The Liar's Key
It’s dark now. Cold. Big hands lifted me.
“I’ll kill him myself!” It came out as a whisper though I’d tried to shout it.
“Kara! He’s waking up!” Snorri’s voice.
I opened my eyes. They felt sore. The sky above us lay deepest purple, shading into night.
“I’ll kill the fucker.” Someone must have given me acid to drink—each word hurt.
“Who are you and what have you done with Jalan Kendeth?” Snorri loomed across me grinning, thrusting a water flask at me.
I would have hit him but my arms had no strength, none of me did.
“H-how long?” I asked.
“More than a week.” Kara moved in looking concerned, holding the orichalcum up to inspect my face. She stared into each eye, lifting my brows with her thumb to make them wide.
“Give me that!” I managed to get my hand on hers and with a frown she let me take the metal bead.
“Odin!” Tuttugu just arriving with an armload of deadfall dropped it to shield his eyes. Hennan hid behind him. The orichalcum pulsed and guttered in my grip, lancing brilliant beams out into the night and sweeping them randomly across the nearby tree-line, sending strange bright shapes sliding across the grass. I dropped it and let my arm fall.
“It was true . . .” Something reached up along the rawness of my throat and choked me so I could say no more. Instead I rolled to the side, face to the ground, buried in my arm. Young Jally’s emotion still filled me—the little boy I didn’t know any more—he still watched Mother’s eyes, glazed and unseeing, and the sorrow of it, the red hurt, just flooded me, bursting my chest, so much misery I hadn’t anywhere to hide it. I couldn’t remember ever knowing a feeling so deep and so terrible, leaving no room for air.
Kara’s hands found my shoulders. “Get more wood, Tutt. Snorri help him. Take the boy.”
“But—” Snorri began.
“Do it!”
At last I could draw breath and hauled it in with a shuddering sob. Snorri and Tuttugu hurried away, Hennan trailing after.
“Jesus!” I hit the ground hard as my strength allowed. “Make this stop.”
Kara demonstrated a völva’s wisdom by not saying anything for the longest time.
Great emotion, it turns out, is a fire, and like a fire it needs fuel.
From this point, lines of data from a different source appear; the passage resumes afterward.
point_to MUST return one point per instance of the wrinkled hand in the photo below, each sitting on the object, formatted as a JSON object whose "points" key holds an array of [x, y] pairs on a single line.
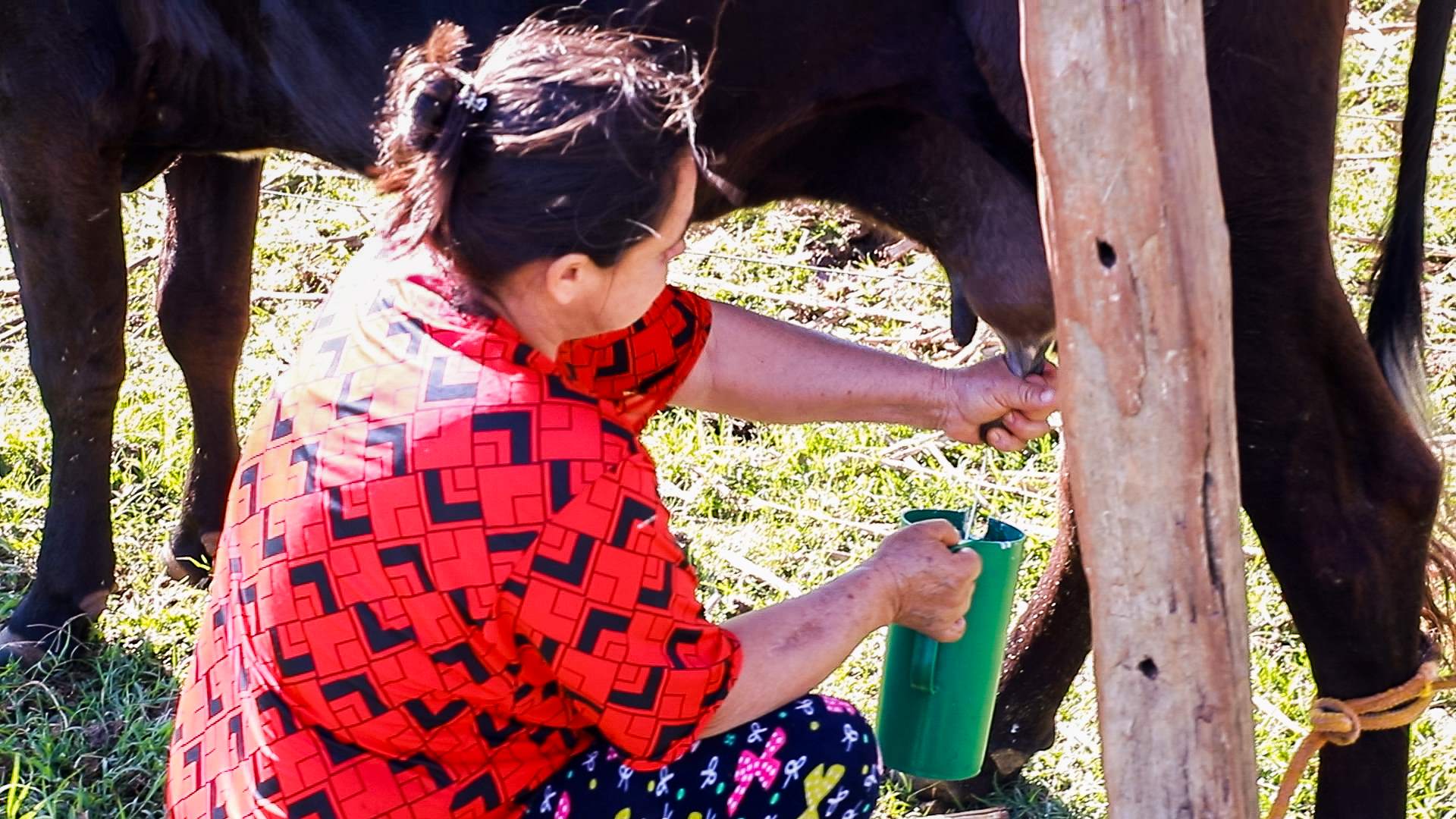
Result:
{"points": [[987, 392], [928, 585]]}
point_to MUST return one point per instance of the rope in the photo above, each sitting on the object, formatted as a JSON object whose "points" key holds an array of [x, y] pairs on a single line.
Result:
{"points": [[1341, 722]]}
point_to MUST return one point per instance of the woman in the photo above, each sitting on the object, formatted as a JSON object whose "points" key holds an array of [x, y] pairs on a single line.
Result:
{"points": [[446, 585]]}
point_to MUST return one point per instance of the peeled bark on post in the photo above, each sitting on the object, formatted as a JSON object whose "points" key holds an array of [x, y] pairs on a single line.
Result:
{"points": [[1139, 259]]}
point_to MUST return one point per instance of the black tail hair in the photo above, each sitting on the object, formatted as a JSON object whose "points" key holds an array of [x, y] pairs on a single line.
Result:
{"points": [[1397, 328]]}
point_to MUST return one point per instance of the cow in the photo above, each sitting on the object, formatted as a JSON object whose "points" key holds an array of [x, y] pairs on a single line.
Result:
{"points": [[912, 112]]}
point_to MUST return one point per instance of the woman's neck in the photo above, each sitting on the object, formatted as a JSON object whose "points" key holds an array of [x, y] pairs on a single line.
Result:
{"points": [[533, 316]]}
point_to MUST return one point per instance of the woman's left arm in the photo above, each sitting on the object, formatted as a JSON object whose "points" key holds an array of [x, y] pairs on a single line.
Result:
{"points": [[767, 371]]}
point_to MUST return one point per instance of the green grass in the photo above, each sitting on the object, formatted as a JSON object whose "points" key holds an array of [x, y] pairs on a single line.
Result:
{"points": [[767, 510]]}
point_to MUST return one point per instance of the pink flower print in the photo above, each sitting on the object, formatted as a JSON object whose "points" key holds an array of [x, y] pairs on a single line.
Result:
{"points": [[753, 767]]}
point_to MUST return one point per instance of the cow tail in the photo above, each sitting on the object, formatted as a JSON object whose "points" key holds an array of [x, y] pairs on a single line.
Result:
{"points": [[1397, 328]]}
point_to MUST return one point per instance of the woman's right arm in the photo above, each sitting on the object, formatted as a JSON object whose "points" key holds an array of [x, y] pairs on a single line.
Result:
{"points": [[789, 648]]}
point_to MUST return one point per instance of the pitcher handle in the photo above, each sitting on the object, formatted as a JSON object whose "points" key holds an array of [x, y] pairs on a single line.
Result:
{"points": [[922, 664]]}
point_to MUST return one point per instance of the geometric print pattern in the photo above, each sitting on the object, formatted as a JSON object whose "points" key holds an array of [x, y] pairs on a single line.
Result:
{"points": [[444, 567]]}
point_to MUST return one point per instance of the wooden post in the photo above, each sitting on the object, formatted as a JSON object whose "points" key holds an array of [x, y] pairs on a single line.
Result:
{"points": [[1139, 260]]}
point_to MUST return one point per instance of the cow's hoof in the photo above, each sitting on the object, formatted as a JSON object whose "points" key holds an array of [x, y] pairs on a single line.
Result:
{"points": [[18, 651], [190, 557], [28, 651]]}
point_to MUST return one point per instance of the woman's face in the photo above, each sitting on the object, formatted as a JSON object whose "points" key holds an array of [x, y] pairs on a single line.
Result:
{"points": [[629, 287]]}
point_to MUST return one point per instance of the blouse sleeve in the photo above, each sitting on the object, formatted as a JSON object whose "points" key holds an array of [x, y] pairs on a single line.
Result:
{"points": [[609, 599], [642, 366]]}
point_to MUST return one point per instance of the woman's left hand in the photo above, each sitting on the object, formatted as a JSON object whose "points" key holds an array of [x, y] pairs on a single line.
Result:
{"points": [[987, 392]]}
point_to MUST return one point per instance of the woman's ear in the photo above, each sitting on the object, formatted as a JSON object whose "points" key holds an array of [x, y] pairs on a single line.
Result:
{"points": [[571, 279]]}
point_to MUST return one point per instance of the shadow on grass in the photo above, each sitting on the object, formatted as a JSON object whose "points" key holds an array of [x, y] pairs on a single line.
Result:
{"points": [[1024, 799], [86, 735]]}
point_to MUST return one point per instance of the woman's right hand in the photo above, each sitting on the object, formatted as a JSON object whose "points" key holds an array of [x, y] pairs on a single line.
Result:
{"points": [[928, 585]]}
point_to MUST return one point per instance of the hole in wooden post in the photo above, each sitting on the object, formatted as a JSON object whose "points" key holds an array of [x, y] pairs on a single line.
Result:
{"points": [[1149, 668], [1106, 254]]}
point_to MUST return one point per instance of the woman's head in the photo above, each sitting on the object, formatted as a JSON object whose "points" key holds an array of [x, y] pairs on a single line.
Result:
{"points": [[564, 146]]}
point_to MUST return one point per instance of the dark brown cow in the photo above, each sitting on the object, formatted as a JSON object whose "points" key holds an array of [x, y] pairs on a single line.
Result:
{"points": [[912, 112]]}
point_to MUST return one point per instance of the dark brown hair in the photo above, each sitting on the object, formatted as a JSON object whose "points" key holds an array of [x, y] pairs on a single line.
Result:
{"points": [[561, 140]]}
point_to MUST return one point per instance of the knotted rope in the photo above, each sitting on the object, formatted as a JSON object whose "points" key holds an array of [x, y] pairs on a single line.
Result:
{"points": [[1341, 722]]}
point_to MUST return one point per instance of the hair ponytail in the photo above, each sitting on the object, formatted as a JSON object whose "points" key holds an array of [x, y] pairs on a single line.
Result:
{"points": [[561, 140], [430, 112]]}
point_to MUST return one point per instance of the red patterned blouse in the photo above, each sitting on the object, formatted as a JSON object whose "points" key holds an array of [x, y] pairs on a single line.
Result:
{"points": [[446, 567]]}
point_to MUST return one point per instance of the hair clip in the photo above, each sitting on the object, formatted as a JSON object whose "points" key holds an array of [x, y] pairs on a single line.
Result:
{"points": [[473, 101]]}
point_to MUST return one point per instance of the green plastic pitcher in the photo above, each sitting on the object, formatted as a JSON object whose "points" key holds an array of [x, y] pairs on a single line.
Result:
{"points": [[937, 698]]}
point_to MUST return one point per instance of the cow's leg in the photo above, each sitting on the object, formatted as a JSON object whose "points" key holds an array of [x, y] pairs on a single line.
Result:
{"points": [[63, 221], [202, 309], [1043, 656], [1337, 483], [1341, 491]]}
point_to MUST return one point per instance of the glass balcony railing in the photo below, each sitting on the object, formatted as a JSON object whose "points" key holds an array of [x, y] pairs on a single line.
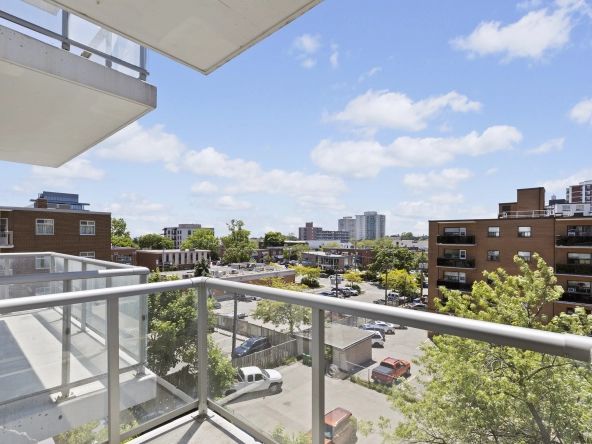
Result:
{"points": [[458, 263], [455, 285], [109, 364], [573, 269], [466, 240], [56, 27], [566, 241]]}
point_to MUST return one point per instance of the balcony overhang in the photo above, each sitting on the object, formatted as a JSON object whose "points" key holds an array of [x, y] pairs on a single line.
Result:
{"points": [[202, 34], [57, 105]]}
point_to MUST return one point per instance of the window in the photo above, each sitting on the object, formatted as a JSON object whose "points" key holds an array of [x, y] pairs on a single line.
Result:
{"points": [[87, 227], [44, 226], [578, 287], [524, 255], [579, 258], [454, 276], [42, 263], [523, 231]]}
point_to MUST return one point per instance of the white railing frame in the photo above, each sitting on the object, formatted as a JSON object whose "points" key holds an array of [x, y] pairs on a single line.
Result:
{"points": [[566, 345]]}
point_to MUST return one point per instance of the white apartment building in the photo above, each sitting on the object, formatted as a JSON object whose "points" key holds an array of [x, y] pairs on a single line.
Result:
{"points": [[180, 233], [370, 225]]}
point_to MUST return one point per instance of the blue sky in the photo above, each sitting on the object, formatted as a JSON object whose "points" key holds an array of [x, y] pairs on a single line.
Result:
{"points": [[418, 110]]}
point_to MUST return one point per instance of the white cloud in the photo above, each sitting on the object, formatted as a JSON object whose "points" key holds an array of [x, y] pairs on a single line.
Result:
{"points": [[309, 63], [447, 179], [249, 177], [534, 35], [308, 44], [230, 203], [582, 112], [558, 186], [385, 109], [78, 168], [366, 158], [369, 73], [135, 143], [334, 59], [447, 198], [549, 145], [204, 188]]}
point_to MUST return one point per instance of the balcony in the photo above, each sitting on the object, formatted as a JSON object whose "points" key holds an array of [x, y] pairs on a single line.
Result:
{"points": [[573, 241], [456, 240], [457, 263], [582, 269], [455, 285], [6, 239], [78, 357], [71, 95]]}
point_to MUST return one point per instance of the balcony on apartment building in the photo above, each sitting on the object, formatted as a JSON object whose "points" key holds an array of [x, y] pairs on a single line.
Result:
{"points": [[455, 285], [456, 240], [455, 262], [75, 83], [75, 340]]}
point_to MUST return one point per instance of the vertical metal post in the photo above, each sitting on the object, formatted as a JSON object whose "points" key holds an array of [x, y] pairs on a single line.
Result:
{"points": [[202, 350], [84, 305], [113, 367], [318, 376], [143, 328], [66, 28]]}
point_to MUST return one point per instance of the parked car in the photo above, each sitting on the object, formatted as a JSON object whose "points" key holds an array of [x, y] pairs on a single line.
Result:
{"points": [[254, 379], [388, 327], [389, 370], [378, 339], [252, 345], [378, 328], [239, 315], [340, 427]]}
Unfed it dies down to a hot and banked glow, ready to ignite again but leaving space for other matters. When Snorri and Tuttugu finally returned with half the forest piled in their arms, the night lay dark enough to hide the shame of my red eyes.
I found myself painfully thirsty and drained the water flask I’d been given. Snorri and Tuttugu set to work on the fire and preparing food. I saw Snorri anew now, understanding perhaps for the first time the kind of hurts he must have been carrying within him the whole time that we’d journeyed together. I understood in part what lay behind the man I’d looked down on in the blood-pits, what lay behind his “bring a bigger bear.”
I drew a deep breath. “Where are the trolls?” I noticed the absence of that pungent fox-stink of theirs rather than the lack of menacing giants looming on all sides.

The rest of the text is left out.